JDNet Solutions. En quoi les amendements qui viennent d'être votés vous satisfont-ils ?

Gilles Savary. Ils clarifient une situation qui n'était pas très satisfaisante et mettent fin à une véritable dérive illégalitaire. L'OEB (Office Européen des Brevets) s'était en effet mis à délivrer des brevets de façon anarchique, en contradiction avec sa charte fondatrice. C'est "normal" puisque l'OEB se paie sur les brevets déposés, plus il y en a, plus il gagne de l'argent ! Il fallait donc prendre une position sans ambiguïté face au dérapage incontrôlé de cet organisme.

L'écueil à éviter était de légaliser quelque 30.000 brevets logiciels abusifs, acceptés par l'OEB. Le Parlement européen a choisi une autre voie, celle de mettre de l'ordre entre ce qui peut être brevetable et ce qui ne peut l'être. En matière de logiciels, la position du Parlement est à la fois protectrice des intérêts de nos industries, en particulier de nos PME, et d'un droit d'accès universel aux logiciels.

La directive doit être approuvée par le conseil des ministres de l'Union européenne avant de revenir en seconde lecture au Parlement. Ne craignez-vous pas que des modifications soient apportées entre temps ?
Nous nous attendons à des coups bas. Nous avons peur des pressions et nous sommes certains qu'il y en aura. Nous nous attendons à ce que le commissaire Frits Bolkestein - très libéral et sensible aux lobbies -, "resserve le plat". Frits Bolkestein a d'ailleurs déjà menacé d'abandonner purement et simplement la directive, pour réformer l'OEB et s'adresser directement à chaque Etat membre. Cela serait contraire à tout processus démocratique.

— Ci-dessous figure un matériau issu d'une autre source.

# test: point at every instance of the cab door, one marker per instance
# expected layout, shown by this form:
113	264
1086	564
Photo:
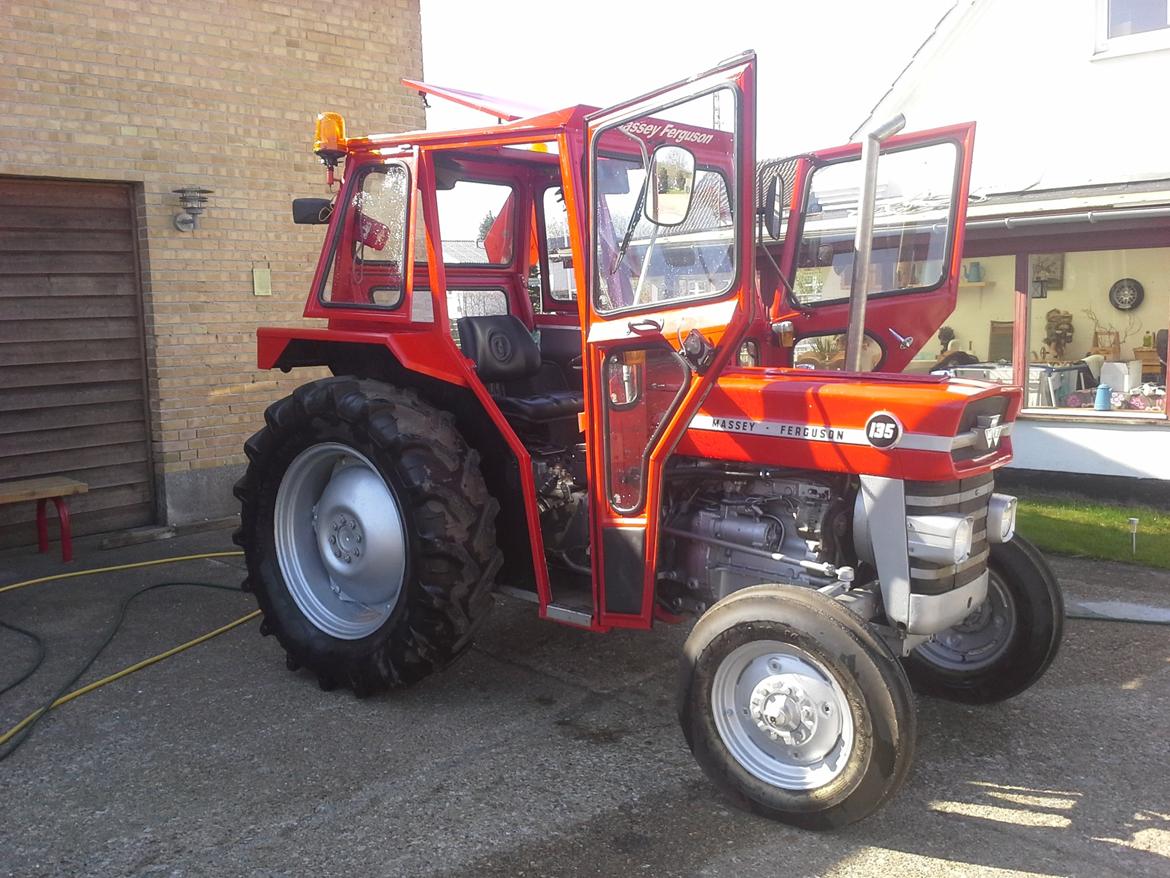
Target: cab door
670	269
919	221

Le grand message délivré par le Parlement européen est que le logiciel est un langage universel, un langage d'accès universel et qu'il est hors de question d'en faire un monopole. C'est un langage contemporain, de création, de progrès, constitutif de l'évolution de nos sociétés et où la créativité est foisonnante. C'est aussi un langage accessible à tous et diffusé au plus grand nombre. Dans les rapports Nord/Sud, nous pensons également que la liberté d'accès des pays en voie de développement est un meilleur outil de progrès et de développement que l'aide directe, sujette à détournement.

Cette première manche est extrêmement réjouissante, elle montre que nous pouvons résister aux lobbies. Mais il faut être vigilant et veiller à ce que cette affaire reste traitée par le Parlement.

En quoi cela protège-t-il les activités industrielles ?
Un petit historique est nécessaire. Les brevets ont été inventés parallèlement à la grande révolution industrielle du 19e siècle, pour financer l'innovation, pour protéger les lourds investissements réalisés, en créant des situations de monopole et donc des systèmes de royalties rémunératrices.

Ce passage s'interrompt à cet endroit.